Nel primo racconto la scena quando la signora Vittoria allatta i figli della sua balia e si arrende alla vita. In quel momento Vittoria capisce, fisicamente, moralmente, mimeticamente che la “vita vuole vivere”, come dicevano i greci, ed è più forte di qualsiasi convinzione ideologica o stereotipo di classe, più forte di ogni guerra, più forte di tutte le bombe. In quel momento Vittoria è un essere umano che allatta due cuccioli di essere umano e questo vince su tutto. In quel momento è madre, è natura, e quelli sono suoi figli.
Mi emoziona tantissimo quella scena, perché credo che sia uno di quei rarissimi momenti in cui la metafora inventata dallo scrittore prenda possesso di se stessa, quella immagine l'ho scritta io, ma è più importante di me, io ne sono stato solo il tramite e mi commuove perché mi illumina, mi ha illuminato da lettore, prima ancora che da scrittore vanitoso. Quando l'ho scritta ho capito qualcosa in più di me e del mondo che non sapevo prima di scriverla, neanche mentre la scrivevo. Potrei dire che quella scena mi ha colto alla sprovvista.
Cosa speri che i lettori portino con sé dopo aver letto il libro? C’è un messaggio o un’emozione specifica che vuoi lasciare loro?
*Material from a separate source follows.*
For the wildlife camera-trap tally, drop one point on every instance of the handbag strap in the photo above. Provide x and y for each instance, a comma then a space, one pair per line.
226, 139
Il punto di tutto il libro è la differenza tra presenza fisica e presenza emotiva. Non soltanto la differenza, ma la nettissima superiorità della seconda sulla prima. La presenza psicologica può essere anche da remoto e non è un dono del covid, le relazioni umane si sono sempre nutrite di conforti a distanza, lettere, messaggi, gli stessi sogni sono relazioni da remoto, dal luogo più remoto: l'inconscio. La prossimità è un sentimento intimo, che ha sì bisogno di corpo, baci e abbracci, ma che si nutre da sempre anche di immagini, fantasticherie, identità, narrazioni, storie. Nello spettacolo, per esempio, la nostra mamma protagonista, Cristiana Capotondi, l'ho vestita completamente di bianco, e l'ho fatta muovere su una scena completamente bianca. Scena e attrice formano così un corpo unico, uno schermo cinematografico gigante e tridimensionale sul quale apparirà la video-chiamata della piccola figlia che chiede la storia della buona notte. Le parole della mamma evocano quindi altre immagini, vere e proprie illustrazioni grafiche di quella mattina del '43. Non saranno però immagini realistiche, saranno filtrate dall' immaginazione della figlia che ascolta, saranno dunque immagini quasi sognate in quel dormiveglia unico del suo lettino. La storia del bombardamento di Firenze del '43 entra così nella memoria profonda della bambina, la sua memoria emotiva, quella che non si scorda mai, per tutta la vita, così come tutti noi ci ricordiamo un bel libro di fiabe che ci ha letto con amore una persona speciale in quel momento magico tra veglia e sonno, tra conscio e inconscio, tra realtà e sogno.
Marco Bonini
Laureato in filosofia, ha studiato per diversi anni danza classica e moderna prima di dedicarsi alla recitazione. Attore e sceneggiatore, scrive per il cinema e la televisione. Nel 2015 ha firmato con Edoardo Leo la sceneggiatura del pluripremiato Noi e la Giulia, vincitore di due David di Donatello, due Nastri d’Argento e del Globo D’Oro della stampa estera come migliore commedia dell’anno. È tra i protagonisti della fortunata trilogia di Sydney Sibilia, Smetto quando voglio. Se ami qualcuno dillo (Longanesi 2019) è il suo primo libro.